#databasetheory

waynerad@diasp.org

I never heard of the British Post Office scandal (also known as the Horizon IT scandal) until @balduin@diasp.org mentioned it on here. Even though it's been going on for a long time -- the first trials were in 1999. Some programmers made some buggy software, which resulted in 980 people getting criminally prosecuted, 236 people going to prison, an unspecified number of bankruptcies, and 4 suicides.

In trying to find out what happened, most of the news relates to the trials, but I kept wondering, what were the software bugs? Eventually, I came across these videos, from Computerphile, this time featuring computer science professor Steven Murdoch, and Continuous Delivery, aka Dave Farley's channel, which give a cursory outline of what the software bugs might have been.

Basically, Fujitsu made an accounting system called Horizon, and it was a large and complex distributed system, with software designed to be able to perform operations at post offices anywhere without being online, and would be able to synchronize and reconcile everything with only intermittent connections to the main system.

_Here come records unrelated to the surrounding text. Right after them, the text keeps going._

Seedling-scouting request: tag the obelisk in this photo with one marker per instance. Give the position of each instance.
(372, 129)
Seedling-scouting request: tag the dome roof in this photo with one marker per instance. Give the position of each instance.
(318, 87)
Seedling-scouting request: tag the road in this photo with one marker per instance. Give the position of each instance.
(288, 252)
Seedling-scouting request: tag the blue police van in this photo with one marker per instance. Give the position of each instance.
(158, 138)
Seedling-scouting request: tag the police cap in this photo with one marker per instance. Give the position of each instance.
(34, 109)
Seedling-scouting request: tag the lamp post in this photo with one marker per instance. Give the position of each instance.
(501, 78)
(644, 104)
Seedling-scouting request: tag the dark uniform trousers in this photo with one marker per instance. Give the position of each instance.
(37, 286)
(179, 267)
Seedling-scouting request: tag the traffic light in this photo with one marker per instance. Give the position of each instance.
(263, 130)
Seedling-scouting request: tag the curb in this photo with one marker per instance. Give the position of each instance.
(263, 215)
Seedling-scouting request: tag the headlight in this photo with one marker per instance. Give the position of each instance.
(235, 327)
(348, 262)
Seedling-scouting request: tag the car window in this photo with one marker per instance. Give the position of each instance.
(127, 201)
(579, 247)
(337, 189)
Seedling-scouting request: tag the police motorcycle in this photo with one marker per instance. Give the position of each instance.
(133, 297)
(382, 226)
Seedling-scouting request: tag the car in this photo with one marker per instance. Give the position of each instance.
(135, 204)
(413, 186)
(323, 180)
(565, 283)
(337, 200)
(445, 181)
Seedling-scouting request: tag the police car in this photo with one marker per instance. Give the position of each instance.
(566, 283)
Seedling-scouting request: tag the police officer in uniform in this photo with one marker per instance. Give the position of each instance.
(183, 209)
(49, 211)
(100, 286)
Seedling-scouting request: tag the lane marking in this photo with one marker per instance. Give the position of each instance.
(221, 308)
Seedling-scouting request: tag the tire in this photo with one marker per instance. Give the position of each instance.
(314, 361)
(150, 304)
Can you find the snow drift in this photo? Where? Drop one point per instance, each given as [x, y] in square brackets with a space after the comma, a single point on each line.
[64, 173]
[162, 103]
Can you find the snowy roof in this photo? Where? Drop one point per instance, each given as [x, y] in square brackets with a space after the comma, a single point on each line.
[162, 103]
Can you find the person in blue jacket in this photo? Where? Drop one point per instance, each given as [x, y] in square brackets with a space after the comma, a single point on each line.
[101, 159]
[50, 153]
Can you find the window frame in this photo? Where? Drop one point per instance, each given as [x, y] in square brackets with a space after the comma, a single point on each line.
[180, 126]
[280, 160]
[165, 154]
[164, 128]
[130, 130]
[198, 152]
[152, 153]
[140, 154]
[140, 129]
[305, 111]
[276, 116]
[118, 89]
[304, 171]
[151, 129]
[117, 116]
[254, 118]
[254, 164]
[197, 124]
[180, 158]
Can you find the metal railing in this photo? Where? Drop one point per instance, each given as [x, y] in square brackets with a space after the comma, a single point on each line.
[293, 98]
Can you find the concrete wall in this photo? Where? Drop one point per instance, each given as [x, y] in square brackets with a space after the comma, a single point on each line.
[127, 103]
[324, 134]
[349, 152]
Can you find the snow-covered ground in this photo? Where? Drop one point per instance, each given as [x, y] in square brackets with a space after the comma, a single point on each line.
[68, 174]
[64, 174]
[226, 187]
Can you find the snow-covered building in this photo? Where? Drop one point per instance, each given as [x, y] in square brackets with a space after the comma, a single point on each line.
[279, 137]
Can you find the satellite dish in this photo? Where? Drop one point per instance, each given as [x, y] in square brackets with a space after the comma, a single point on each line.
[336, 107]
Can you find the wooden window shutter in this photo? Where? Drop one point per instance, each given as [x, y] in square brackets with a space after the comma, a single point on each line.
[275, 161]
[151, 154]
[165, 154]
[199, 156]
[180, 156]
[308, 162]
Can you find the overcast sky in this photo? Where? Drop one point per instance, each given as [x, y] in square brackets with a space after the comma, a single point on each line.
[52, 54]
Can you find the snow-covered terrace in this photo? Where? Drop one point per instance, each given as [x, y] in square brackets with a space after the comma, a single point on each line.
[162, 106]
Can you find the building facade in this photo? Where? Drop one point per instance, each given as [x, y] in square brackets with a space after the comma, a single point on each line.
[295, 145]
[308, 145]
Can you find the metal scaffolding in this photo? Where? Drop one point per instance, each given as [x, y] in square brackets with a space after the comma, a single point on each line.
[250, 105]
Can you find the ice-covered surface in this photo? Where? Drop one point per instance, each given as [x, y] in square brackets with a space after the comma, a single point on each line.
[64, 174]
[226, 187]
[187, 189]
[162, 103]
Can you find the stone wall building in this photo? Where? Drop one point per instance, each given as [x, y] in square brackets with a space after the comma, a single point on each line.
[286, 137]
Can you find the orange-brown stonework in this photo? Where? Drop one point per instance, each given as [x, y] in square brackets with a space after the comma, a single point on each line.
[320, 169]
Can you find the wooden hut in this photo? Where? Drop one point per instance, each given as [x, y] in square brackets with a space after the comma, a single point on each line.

However, they failed to properly maintain what's known as "ACID"-compliance. "ACID" is an acronym from database theory that stands for "atomicity, consistency, isolation, and durability." "Atomicity" means a transaction either goes through entirely or not at all -- nothing in between. All the changes to all the relevant accounts have to happen "atomically" or not at all. "Consistency" means if you have data spread across multiple computers, any computer you ask must give the same answers to the same questions -- you can have one machine saying the bank balance is one thing while another says it's something else -- who is right? Consistency is hard to maintain in distributed systems. "Isolation" means transactions must not inadvertently interfere with other transactions -- no operations can interfere with any other operations. They must all be "isolated" from each other. "Durability" means when you do a transaction, the next day it hasn't disappeared -- once committed, every update to the database is "durable".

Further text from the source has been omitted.